The way companies calculate people’s credit scores needs to change to reflect how people live their lives today, otherwise millions of people will continue to fall outside traditional calculation models and not be able to become homeowners.

That was the consensus view of a dozen real estate and mortgage industry experts who met April 1, 2015, at NAR headquarters in Washington to look at the state of credit scoring and what can be done to improve what’s become a key part of the mortgage finance process.

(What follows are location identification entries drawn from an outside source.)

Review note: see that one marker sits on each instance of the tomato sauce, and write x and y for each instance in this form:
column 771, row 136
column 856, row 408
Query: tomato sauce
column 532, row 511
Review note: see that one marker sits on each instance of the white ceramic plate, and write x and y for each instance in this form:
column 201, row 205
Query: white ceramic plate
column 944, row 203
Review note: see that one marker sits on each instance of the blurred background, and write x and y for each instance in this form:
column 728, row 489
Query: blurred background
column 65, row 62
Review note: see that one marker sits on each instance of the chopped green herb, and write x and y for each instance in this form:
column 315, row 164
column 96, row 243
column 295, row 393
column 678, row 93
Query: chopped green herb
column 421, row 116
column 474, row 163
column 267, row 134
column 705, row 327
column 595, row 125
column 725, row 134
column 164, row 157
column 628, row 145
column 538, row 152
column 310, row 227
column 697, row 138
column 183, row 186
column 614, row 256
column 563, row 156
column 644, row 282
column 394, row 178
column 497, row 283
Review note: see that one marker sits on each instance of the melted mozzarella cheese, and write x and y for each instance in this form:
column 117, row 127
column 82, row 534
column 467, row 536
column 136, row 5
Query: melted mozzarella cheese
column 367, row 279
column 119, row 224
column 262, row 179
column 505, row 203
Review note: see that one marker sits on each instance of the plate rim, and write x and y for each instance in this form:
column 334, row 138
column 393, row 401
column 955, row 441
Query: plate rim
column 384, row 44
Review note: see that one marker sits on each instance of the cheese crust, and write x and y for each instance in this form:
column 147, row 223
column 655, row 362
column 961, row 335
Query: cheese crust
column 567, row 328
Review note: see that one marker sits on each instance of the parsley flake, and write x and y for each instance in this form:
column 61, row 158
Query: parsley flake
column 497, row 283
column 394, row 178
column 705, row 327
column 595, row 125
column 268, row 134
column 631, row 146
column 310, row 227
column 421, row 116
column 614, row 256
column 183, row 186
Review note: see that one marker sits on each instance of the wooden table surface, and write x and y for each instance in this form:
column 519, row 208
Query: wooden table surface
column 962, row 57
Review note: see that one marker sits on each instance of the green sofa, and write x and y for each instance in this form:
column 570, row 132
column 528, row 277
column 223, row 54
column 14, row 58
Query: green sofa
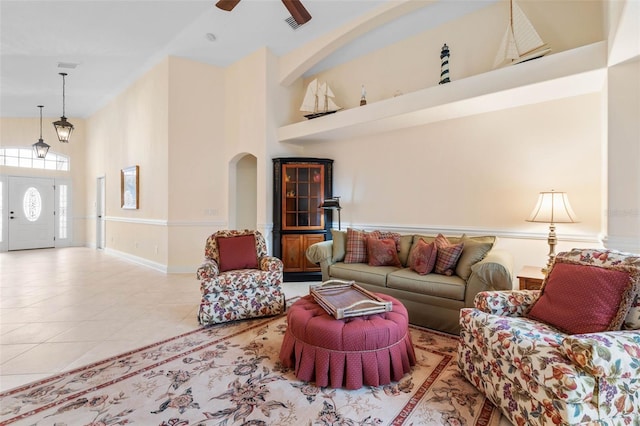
column 433, row 300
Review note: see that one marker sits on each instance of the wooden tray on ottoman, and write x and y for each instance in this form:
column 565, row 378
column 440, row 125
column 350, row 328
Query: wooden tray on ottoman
column 344, row 299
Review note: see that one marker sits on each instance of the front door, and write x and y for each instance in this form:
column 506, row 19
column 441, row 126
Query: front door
column 31, row 213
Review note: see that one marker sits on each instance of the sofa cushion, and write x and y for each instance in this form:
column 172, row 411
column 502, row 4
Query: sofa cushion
column 361, row 273
column 450, row 287
column 339, row 245
column 473, row 251
column 422, row 258
column 237, row 252
column 448, row 255
column 405, row 247
column 382, row 252
column 578, row 298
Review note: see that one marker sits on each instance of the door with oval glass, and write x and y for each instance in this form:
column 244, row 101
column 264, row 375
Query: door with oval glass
column 31, row 213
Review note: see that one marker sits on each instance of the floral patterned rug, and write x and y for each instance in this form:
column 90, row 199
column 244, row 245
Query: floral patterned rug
column 230, row 375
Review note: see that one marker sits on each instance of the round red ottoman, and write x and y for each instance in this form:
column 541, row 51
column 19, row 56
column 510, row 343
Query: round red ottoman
column 370, row 350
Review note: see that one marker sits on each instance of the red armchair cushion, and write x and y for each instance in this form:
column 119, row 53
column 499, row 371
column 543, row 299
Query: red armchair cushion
column 237, row 252
column 581, row 299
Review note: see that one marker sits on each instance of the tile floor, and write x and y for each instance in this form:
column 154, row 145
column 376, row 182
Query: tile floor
column 64, row 308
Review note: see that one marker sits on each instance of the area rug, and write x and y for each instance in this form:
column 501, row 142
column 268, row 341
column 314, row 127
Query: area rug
column 230, row 375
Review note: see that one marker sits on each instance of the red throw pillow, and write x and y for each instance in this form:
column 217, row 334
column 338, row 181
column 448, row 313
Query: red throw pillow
column 382, row 252
column 422, row 258
column 581, row 299
column 237, row 252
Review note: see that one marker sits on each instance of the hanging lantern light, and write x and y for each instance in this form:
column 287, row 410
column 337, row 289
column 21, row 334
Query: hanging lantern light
column 63, row 127
column 40, row 147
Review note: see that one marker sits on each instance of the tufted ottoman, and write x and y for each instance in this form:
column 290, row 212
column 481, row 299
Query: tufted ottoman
column 368, row 350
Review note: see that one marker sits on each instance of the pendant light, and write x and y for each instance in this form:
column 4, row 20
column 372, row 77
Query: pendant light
column 63, row 127
column 40, row 147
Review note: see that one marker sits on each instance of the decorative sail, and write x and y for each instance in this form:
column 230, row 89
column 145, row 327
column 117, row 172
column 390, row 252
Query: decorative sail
column 318, row 100
column 521, row 41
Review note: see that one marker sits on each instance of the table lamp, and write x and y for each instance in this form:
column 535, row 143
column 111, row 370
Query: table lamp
column 552, row 207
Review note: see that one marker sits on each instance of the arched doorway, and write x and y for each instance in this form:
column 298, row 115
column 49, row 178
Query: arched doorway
column 243, row 192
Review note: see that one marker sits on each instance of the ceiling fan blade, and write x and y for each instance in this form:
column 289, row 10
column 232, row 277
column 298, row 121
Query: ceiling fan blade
column 227, row 5
column 297, row 11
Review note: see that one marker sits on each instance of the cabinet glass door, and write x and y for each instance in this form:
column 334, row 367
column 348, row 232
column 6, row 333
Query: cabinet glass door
column 302, row 195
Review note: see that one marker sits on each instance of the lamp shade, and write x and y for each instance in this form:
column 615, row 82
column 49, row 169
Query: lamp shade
column 63, row 129
column 41, row 147
column 552, row 207
column 62, row 126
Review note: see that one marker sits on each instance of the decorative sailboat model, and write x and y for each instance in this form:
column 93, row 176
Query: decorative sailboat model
column 318, row 100
column 521, row 41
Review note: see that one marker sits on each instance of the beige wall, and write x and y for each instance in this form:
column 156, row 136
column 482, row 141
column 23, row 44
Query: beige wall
column 623, row 207
column 132, row 130
column 196, row 165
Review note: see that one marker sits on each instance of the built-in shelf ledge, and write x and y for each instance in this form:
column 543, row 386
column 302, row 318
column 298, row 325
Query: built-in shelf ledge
column 570, row 73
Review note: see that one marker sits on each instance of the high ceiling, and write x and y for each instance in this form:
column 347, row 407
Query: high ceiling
column 112, row 43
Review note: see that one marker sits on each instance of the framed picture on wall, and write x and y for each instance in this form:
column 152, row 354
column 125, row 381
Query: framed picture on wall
column 129, row 187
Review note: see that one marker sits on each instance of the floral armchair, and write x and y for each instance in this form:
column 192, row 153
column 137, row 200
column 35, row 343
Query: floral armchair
column 238, row 279
column 543, row 373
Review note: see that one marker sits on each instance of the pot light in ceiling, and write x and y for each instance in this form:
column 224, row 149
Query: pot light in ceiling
column 68, row 65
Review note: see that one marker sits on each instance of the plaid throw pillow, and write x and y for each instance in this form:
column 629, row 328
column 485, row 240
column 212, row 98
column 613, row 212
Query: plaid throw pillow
column 356, row 246
column 448, row 255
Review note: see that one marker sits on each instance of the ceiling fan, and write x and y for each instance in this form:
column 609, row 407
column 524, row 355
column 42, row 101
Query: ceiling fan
column 295, row 8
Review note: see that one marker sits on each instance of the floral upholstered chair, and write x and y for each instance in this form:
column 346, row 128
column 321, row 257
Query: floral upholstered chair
column 566, row 354
column 238, row 279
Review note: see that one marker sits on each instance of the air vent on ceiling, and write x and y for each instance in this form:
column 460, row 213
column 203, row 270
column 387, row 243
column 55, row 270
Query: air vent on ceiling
column 292, row 23
column 68, row 65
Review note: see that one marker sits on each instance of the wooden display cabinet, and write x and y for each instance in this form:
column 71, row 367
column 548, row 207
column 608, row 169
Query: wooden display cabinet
column 300, row 186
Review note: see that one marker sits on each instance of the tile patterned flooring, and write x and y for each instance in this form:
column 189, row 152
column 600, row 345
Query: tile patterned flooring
column 67, row 307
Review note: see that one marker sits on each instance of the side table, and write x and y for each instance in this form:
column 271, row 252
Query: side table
column 530, row 278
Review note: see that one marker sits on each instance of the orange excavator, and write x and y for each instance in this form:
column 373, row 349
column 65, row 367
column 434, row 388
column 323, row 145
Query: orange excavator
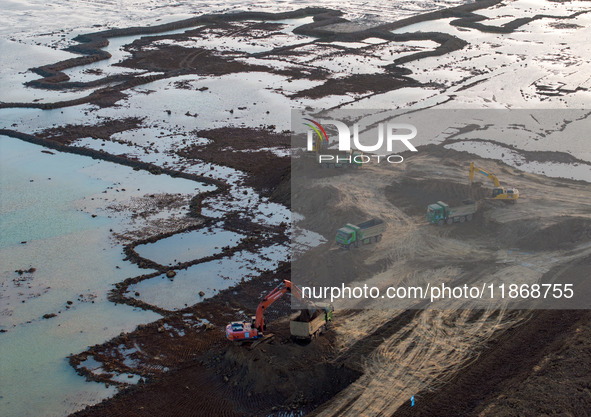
column 243, row 330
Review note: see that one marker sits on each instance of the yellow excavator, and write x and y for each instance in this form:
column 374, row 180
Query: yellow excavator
column 499, row 193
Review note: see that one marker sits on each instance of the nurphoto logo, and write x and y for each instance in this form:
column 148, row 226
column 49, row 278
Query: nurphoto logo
column 387, row 135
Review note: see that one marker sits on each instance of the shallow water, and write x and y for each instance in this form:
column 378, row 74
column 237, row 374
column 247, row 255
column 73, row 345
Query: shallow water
column 76, row 260
column 185, row 247
column 209, row 277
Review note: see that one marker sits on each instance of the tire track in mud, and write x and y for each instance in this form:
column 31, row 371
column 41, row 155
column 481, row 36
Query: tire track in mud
column 404, row 354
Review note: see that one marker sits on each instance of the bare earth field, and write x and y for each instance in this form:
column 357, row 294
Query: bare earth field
column 491, row 361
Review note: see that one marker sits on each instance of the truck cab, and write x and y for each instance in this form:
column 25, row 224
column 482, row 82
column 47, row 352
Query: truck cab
column 347, row 235
column 437, row 212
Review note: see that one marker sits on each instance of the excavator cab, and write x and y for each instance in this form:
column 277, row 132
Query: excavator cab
column 498, row 191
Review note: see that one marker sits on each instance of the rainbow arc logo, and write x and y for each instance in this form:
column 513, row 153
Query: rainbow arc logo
column 317, row 127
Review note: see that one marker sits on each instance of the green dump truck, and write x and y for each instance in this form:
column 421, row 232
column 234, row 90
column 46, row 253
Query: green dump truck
column 441, row 213
column 354, row 236
column 310, row 324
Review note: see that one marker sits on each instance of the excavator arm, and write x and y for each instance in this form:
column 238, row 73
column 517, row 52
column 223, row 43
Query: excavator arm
column 277, row 293
column 483, row 172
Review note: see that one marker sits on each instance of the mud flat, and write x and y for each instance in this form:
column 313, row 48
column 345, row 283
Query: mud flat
column 251, row 67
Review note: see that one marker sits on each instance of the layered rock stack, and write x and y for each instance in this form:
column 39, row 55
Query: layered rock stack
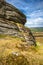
column 12, row 22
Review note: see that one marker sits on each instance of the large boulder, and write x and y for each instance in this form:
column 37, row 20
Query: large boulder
column 12, row 23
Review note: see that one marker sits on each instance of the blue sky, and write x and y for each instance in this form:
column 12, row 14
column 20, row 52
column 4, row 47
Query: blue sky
column 33, row 9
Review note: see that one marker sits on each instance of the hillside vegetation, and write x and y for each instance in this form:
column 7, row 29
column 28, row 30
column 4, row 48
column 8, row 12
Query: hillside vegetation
column 37, row 29
column 15, row 51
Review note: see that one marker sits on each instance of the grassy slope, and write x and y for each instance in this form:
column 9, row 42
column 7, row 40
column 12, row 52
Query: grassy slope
column 37, row 29
column 9, row 44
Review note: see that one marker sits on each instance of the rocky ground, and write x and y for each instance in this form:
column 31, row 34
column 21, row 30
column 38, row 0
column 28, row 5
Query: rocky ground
column 17, row 43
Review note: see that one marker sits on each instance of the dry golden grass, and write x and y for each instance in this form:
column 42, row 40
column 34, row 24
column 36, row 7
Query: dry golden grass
column 9, row 45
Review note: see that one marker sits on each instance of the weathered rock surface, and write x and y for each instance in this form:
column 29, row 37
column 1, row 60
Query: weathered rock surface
column 12, row 23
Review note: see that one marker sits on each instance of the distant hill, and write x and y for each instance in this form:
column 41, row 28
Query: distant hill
column 37, row 29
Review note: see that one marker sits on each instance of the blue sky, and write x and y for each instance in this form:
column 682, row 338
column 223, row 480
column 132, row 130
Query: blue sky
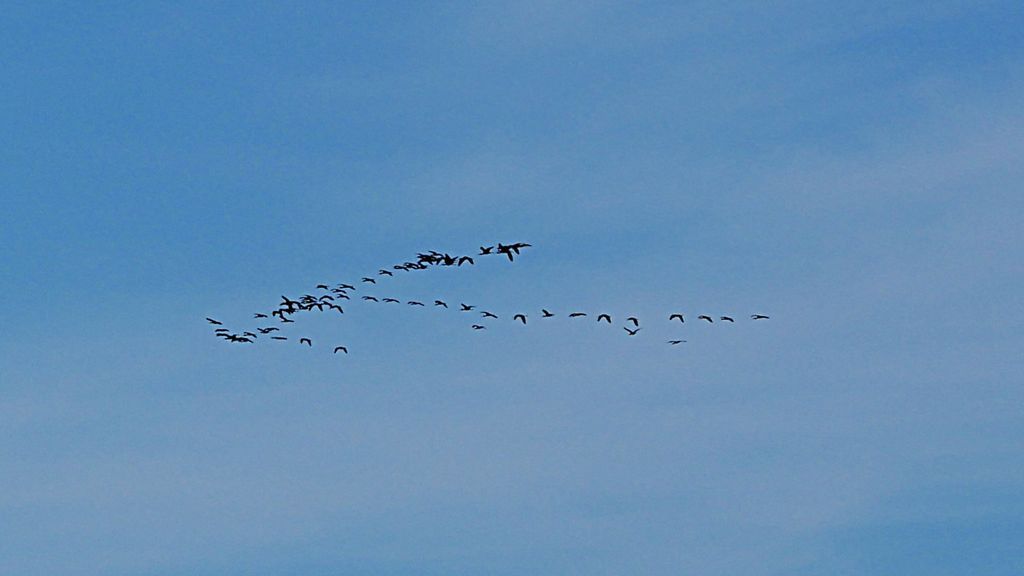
column 852, row 170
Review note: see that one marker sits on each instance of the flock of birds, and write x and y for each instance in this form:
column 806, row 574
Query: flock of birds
column 330, row 296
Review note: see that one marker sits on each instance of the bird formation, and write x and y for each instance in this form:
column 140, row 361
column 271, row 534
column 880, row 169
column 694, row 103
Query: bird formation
column 330, row 296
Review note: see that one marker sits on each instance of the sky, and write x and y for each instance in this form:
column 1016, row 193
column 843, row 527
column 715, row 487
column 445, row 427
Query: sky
column 850, row 169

Also at the meeting, which NAR President Chris Polychron opened, was Julian Castro, the secretary of the U.S. Department of Housing and Urban Development, who said his agency is looking at the credit scoring issue as part of its effort to improve credit access to Americans.

“We do hear about the need to look at new ways of incorporating and analyzing data so that it’s more sensitive to getting at the responsibility folks have shown in their lives that would indicate—be predictive of—their future behavior and paying down that mortgage,” Castro said. “There’s been a disconnect there.”

The credit scoring industry has already taken a number of steps to revamp the way people’s credit worthiness is calculated. Among other things, Fair Isaac Corp., which produces the widely used FICO score, has changed the way it handles medical collections, so people aren’t unfairly penalized for non-recurring problems. The company and Vantage Score, which is another credit scoring company, are also experimenting with non-traditional charges such as monthly rental and utility payments, although those efforts are not yet built into the companies’ regular models.

Experts around the table, including Mark Zandi of Moody’s Analytics, Jude Landis of Fannie Mae, andLaurie Goodman of the Urban Institute, said the housing market has recovered in many respects since the economic downturn of almost eight years ago, but one way in which it hasn’t come back is in the return to more balanced credit scores as a threshold for obtaining financing. 

Among the recommendations to come out of the meeting is a need to add measurement standards that better reflect changing technology, lifestyles, and demographic trends in the U.S., because up-and-coming minority and millennial consumers don’t use credit in the same way households did in the past. For that reason, experts suggested credit scoring companies build in those non-traditional payments like monthly rent and utility bills into their models.

Representatives from FICO and Vantage Score at the meeting said they’re are doing that and intend to build on innovations that they’ve already recently incorporated into their models.

“It’s such a critical topic,” NAR President Chris Polychron said in closing the meeting. “We’d like to see these scoring models that rely on non-traditional histories. We just have a lot to do.”

The Asian Real Estate Association of America and the National Association of Hispanic Real Estate Professionals partnered with NAR on the meeting. Other participants at the meeting were Vanessa Perry of George Washington University, Barrett Burns of Vantage Score, Julie Steinhagen of the Homeownership Preservation Foundation, and Jim Wehmann of Fair Isaac Corp.

Representing AREAA was Jim Park, a past chairman of the association, and representing NARHREP was Jerry Ascencio, a REALTOR® from the San Fernando Valley in California.